This is where one of my kids falls.

They need the extra push and small group and 1 on 1 training that's pushing them harder then the club. The extra training is filling that missing gap left at practice.

Quite a few people here preach the small club approach and it's great to a point until your player out grows the current team and becomes bored at practice. The club has helped and bumped our player up another additional year but the tallent just lacks other then the kids are much bigger. (Size can always bring a new challenge to any sport)

Where I'm going with this is you need to gage your players situation individually. If they are being pushed mentally and physically at practice and games, privates may fry them out. If your kids left hurngy and looking for a challenge at any age it's always best to feed the beast to a certain age appropriate point.


----------



## mirage (Apr 29, 2018)

Donno how old your kid is but it seems to me, based on most the posts thus far, that the whole thing is too focused on affecting the child, rather than the child's own initiative and let the kid affect the process.

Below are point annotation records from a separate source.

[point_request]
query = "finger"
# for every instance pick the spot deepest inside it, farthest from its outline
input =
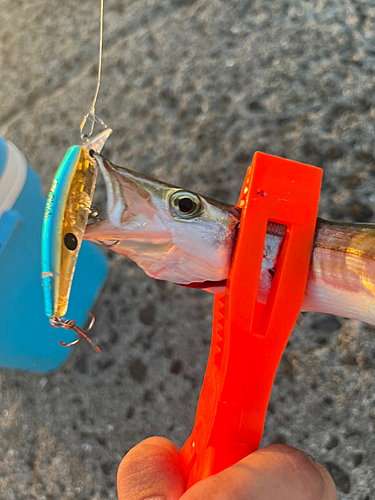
(151, 470)
(275, 472)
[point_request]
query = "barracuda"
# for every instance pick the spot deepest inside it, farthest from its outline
(188, 239)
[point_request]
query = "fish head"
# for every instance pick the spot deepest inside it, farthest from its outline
(172, 234)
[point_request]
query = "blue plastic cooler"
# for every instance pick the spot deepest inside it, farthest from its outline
(27, 341)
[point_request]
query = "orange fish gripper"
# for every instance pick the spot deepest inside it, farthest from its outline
(248, 337)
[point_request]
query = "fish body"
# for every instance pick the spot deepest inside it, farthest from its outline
(188, 239)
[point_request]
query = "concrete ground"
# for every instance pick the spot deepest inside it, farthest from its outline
(192, 89)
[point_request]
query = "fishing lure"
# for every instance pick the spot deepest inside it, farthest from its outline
(69, 205)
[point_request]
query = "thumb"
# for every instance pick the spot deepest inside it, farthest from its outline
(151, 470)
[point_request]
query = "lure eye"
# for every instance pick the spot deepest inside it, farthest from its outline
(70, 241)
(185, 205)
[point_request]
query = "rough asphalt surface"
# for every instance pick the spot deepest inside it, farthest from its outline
(192, 89)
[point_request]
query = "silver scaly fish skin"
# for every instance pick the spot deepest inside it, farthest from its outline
(188, 239)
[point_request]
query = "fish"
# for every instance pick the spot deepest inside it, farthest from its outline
(189, 239)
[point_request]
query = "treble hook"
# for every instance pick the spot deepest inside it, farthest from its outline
(72, 325)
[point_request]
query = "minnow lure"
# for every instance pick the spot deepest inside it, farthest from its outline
(67, 211)
(188, 239)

Ultimately the are two key ingredients to success at any sports in my view.  One, its the genetic lottery (it is what it is), and the other is desire.  If one is lucky enough to have done well in the genetic lottery portion, then desire will determine the rest.  Private lessons, is just a byproduct of wanting to improve.  There is no burnout for those with desire.

You don't believe for moment that all those professional players that come from less than wealthy countries, developed by having their parents paying for privates and worrying about burnout do you?


----------



## growingpains (Apr 29, 2018)

mirage said:


> You don't believe for moment that all those professional players that come from less than wealthy countries, developed by having their parents paying for privates and worrying about burnout do you?


We live in a very different environment than those other countries. There, kids have opportunities to play all-day, everyday and other kids to do it with anytime you want -so it’s a culture and that means there are plenty to learn from and plenty of opportunities to learn. Here, I can’t even find a field with an open goal that’s not locked up outside of some club or team training let alone just let her walk to the park for a pickup game.

Burnout can take different forms - my team Mgr has an older who was all about soccer, very talented and had a bright future. The parents are by no means the pressuring kind. He wanted to be a pro player, watched soccer all the time, always had a ball on his foot, etc...  he was starting on the highest team at a fairly large club and then all of a sudden decided he didn’t want anything to do with soccer anymore. Nothing wrong with that, he just wasn’t interested anymore.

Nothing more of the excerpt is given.